Ultrarelativistic Motion: Inertial and Tidal Effects in Fermi Coordinates
C. Chicone, B. Mashhoon

TL;DR
This paper explores the behavior of ultrarelativistic particles and light in Fermi coordinates, revealing inertial and tidal effects that could explain high-energy cosmic rays through black-hole tidal acceleration.
Contribution
It introduces an analysis of ultrarelativistic motion in Fermi coordinates, highlighting effects beyond the critical speed and proposing a mechanism for cosmic ray origins.
Findings
Ultrarelativistic particles exhibit unique inertial and tidal effects in Fermi coordinates.
Black-hole tidal acceleration may serve as a source for high-energy cosmic rays.

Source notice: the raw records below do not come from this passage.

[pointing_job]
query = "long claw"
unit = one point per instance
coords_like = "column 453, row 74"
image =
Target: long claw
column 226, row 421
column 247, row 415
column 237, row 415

Effects are significant beyond the critical speed c/√2.
Abstract
Fermi coordinates are the natural generalization of inertial Cartesian coordinates to accelerated systems and gravitational fields. We study the motion of ultrarelativistic particles and light rays in Fermi coordinates and investigate inertial and tidal effects beyond the critical speed c/sqrt(2). In particular, we discuss the black-hole tidal acceleration mechanism for ultrarelativistic particles in connection with a possible origin for high-energy cosmic rays.